Warto także uwzględnić aspekt finansowy – dobra chusta czy nosidło to wydatek rzędu nawet kilkuset złotych. Dlatego rozważcie wypożyczenie tych akcesoriów od znajomych, aby sprawdzić, jak czuje się w nich Wasze dziecko i Wy sami, jaki typ będzie Wam najbardziej odpowiadać. W większych miastach istnieją wypożyczalnie tego typu sprzętu – może warto z nich skorzystać?

Jakie korzyści daje używanie chusty czy nosidełka?

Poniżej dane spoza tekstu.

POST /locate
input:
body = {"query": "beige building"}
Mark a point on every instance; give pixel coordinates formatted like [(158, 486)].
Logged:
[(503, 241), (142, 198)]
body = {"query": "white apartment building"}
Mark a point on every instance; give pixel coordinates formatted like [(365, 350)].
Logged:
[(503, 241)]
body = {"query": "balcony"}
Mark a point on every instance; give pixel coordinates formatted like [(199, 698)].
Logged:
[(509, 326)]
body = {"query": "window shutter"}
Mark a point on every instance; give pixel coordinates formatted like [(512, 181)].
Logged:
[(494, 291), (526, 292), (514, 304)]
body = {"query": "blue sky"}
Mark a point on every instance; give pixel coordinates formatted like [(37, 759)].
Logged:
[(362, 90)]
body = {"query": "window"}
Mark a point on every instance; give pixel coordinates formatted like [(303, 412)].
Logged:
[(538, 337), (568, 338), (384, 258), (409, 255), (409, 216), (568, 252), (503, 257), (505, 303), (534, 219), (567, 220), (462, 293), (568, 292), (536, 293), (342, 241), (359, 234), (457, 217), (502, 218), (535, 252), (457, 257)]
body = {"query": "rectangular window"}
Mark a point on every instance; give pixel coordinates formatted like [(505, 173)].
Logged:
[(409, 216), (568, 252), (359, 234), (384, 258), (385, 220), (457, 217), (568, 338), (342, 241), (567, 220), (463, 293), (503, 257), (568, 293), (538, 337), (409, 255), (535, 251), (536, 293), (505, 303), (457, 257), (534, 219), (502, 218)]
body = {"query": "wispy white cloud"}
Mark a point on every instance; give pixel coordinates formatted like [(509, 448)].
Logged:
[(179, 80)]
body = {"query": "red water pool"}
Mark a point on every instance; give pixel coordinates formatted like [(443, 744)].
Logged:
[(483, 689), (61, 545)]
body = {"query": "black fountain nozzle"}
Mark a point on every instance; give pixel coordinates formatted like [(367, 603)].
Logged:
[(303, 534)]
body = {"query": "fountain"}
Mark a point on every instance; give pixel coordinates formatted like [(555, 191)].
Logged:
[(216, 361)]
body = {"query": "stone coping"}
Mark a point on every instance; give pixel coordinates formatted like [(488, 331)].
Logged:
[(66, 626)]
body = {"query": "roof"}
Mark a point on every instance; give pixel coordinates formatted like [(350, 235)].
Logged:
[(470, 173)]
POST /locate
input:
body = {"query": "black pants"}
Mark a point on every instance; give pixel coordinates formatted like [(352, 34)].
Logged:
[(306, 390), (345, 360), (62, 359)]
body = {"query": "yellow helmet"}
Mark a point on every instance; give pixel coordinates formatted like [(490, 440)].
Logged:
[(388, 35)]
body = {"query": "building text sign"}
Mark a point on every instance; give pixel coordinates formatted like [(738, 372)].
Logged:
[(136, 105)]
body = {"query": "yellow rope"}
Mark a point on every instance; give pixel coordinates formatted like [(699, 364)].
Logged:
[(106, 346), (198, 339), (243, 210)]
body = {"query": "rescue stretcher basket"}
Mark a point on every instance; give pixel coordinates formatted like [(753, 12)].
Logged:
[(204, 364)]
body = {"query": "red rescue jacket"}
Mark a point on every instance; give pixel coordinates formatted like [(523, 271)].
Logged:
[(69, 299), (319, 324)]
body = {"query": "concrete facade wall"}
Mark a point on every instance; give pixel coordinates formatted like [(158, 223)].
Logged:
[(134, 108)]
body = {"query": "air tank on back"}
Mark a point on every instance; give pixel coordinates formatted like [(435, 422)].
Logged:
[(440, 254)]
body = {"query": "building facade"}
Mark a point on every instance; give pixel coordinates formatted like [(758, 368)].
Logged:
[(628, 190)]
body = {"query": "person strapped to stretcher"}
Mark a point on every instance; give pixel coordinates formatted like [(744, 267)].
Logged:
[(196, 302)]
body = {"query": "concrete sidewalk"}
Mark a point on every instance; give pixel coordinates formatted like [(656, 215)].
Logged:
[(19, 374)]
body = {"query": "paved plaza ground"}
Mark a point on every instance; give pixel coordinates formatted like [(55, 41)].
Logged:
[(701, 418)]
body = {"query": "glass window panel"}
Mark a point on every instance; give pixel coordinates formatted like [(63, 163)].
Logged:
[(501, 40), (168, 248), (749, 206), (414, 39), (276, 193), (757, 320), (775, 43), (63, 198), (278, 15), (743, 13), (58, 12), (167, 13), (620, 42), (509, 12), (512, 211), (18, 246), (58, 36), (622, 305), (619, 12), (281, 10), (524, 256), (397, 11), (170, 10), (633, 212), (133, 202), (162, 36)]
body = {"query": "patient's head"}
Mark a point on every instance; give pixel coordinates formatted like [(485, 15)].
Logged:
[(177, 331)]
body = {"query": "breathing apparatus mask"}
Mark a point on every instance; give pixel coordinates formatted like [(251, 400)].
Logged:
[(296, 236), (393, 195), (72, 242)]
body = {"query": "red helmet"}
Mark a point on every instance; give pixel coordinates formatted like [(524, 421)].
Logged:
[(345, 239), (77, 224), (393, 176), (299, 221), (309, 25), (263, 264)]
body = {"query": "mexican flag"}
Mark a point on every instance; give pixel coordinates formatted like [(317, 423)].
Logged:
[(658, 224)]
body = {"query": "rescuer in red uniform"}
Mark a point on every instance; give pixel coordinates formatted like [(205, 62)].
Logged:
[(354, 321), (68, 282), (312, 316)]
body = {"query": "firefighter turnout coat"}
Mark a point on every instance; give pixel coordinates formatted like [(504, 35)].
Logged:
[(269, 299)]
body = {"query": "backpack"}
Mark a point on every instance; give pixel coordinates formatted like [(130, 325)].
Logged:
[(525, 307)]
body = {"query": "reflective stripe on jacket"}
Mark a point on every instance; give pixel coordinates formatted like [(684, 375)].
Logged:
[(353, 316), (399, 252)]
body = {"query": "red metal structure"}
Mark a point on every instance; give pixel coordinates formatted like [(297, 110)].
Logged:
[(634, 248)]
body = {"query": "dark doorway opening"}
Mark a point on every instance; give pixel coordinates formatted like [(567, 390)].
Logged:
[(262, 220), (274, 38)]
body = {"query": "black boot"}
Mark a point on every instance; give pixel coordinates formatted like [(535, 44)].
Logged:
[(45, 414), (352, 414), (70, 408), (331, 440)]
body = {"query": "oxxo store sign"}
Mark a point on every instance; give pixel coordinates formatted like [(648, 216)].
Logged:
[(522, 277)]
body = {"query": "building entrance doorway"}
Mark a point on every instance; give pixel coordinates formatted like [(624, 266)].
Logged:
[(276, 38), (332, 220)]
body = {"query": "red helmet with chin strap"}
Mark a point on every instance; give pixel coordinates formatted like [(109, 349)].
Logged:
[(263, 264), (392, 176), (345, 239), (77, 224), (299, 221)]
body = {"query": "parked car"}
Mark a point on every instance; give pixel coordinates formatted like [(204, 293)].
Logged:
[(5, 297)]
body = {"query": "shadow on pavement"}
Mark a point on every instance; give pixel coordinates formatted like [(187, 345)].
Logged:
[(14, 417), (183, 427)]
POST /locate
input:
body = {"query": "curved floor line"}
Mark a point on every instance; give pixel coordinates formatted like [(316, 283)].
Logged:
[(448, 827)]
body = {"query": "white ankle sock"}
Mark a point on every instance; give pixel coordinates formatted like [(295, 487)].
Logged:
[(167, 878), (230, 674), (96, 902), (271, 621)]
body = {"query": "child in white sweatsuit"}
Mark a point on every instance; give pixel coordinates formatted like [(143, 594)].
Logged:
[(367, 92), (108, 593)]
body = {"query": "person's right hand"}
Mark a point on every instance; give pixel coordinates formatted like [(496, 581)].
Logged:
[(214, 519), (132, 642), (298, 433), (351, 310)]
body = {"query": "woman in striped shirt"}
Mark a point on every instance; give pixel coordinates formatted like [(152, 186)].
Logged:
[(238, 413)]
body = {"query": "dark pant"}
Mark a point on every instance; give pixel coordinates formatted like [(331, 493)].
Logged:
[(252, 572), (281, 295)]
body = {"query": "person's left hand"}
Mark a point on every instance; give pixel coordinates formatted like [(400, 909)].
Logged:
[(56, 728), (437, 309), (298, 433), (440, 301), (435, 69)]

Obecnie w naszej kulturze zmieniło się wiele, jeśli chodzi o wychowanie dzieci. Zamiast jednego rodzica (najczęściej matki) zaangażowanego w opiekę, widzimy oboje, wymieniających się obowiązkami, przy częstym wsparciu pozostałych członków rodziny. Modne teorie „zimnego chowu” zastąpiły postulaty rodzicielstwa bliskości. Badania wykazały, że rodzice, którzy noszą swoje dzieci, czują się bardziej z nimi związani. A te uczucia działają jak wewnętrzny motywator do aktywnego zaangażowania się w życie rodziny. Matka, na której najczęściej spoczywa główny ciężar opieki nad dzieckiem, zyskuje dzięki temu więcej przestrzeni dla siebie – może przekazać dziecko partnerowi i na przykład spokojnie się wyspać, wiedząc, że maluch jest bezpieczny w chuście u taty i nie martwiąc się o niego.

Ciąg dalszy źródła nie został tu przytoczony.